It is hard to be happy. It is harder to stay happy. That’s the nature of our nation’s obsession, “the pursuit of happiness.” It is like someone is always moving the goalposts. It is a pursuit dominated by frustration and a murky horizon that obscures the destination.
Now some people are more naturally happy than others. Happiness is influenced by many factors: personality, mental health, physical health, financial prosperity, family support, self-image, etc. The list is endless and that is my point. Even if you could align all the factors in your favor at a single moment of time, the next moment one of those factors will slip out of your grasp. It is exhausting trying to be happy! I have a better idea.
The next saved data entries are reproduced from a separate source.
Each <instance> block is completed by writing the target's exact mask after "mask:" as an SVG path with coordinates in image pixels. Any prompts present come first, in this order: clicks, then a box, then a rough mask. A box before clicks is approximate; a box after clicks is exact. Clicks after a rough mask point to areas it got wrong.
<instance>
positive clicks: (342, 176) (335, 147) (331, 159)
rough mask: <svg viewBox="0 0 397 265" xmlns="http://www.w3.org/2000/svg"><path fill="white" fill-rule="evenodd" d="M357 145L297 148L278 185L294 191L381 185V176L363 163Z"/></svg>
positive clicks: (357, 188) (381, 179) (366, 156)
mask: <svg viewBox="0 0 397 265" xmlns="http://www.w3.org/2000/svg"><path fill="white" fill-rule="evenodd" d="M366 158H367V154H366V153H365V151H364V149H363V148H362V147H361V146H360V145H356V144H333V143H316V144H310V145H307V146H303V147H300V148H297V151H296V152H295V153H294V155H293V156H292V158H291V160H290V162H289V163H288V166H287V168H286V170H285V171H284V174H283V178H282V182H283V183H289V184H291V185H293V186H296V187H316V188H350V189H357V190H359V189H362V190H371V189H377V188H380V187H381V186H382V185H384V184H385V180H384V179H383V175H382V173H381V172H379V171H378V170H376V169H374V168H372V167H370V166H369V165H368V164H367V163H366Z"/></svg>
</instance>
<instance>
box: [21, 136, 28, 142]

It isn’t my idea originally. The point was made in a class I am currently taking on suffering and healing. In our class text, Timothy Keller, summarizing the work of Victor Frankl, wrote in his book, Walking With God Through Pain (70):
The problem is that contemporary people think that life is all about finding happiness. We decide what conditions will make us happy and then we work to bring those conditions about. To live for happiness means that you are trying to get something out of life. But when suffering comes along, it takes the conditions for happiness away, and so suffering destroys all your reason to keep living. But to “live for meaning” means not that you try to get something out of life but rather that life expects something from us. In other words, you have meaning only when there is something in life more important than your own personal happiness and freedom, for which you are glad to sacrifice your happiness.
Living for meaning instead of happiness is a revolutionary idea! And meaning leads to something better than transient happiness; it leads to satisfaction. I believe satisfaction is closer to the biblical meaning of joy than our modern concept of happiness.
There is overlap between joy and happiness in that I believe when we live for meaning, and are deeply connecting to it, we experience a deep feeling of contentment, a rich and full happiness. We can then truly, “Rejoice in the Lord always” (Phil 4:4).
You may protest that you do not know how to live for meaning. As a Christian, I can only live for meaning by pursuing the glory of God. If you are not a Christian, I wouldn’t know how to counsel you on finding ultimate meaning. I will say simply that we must all discover what is meaningful about our lives and orient our lives toward investing in that meaningfulness. This pursuit will be worth much more than “the pursuit of happiness.”
A quick note to those of you with chronic pain, my primary audience: Chronic pain can rob you of a lot things, a career, livelihood, mobility, security, even family. Meaning may inform what you do, but what you do is not what makes life meaningful. I fully believe that even the most bedridden sufferer can live a meaningful life.
How you pursue that is changed by the reality of chronic illness, but what makes your life meaningful is not. Your meaning has to transcend all of that. That’s why I can only make a case in finding our ultimate meaning in full-fledged pursuit of the glory of God!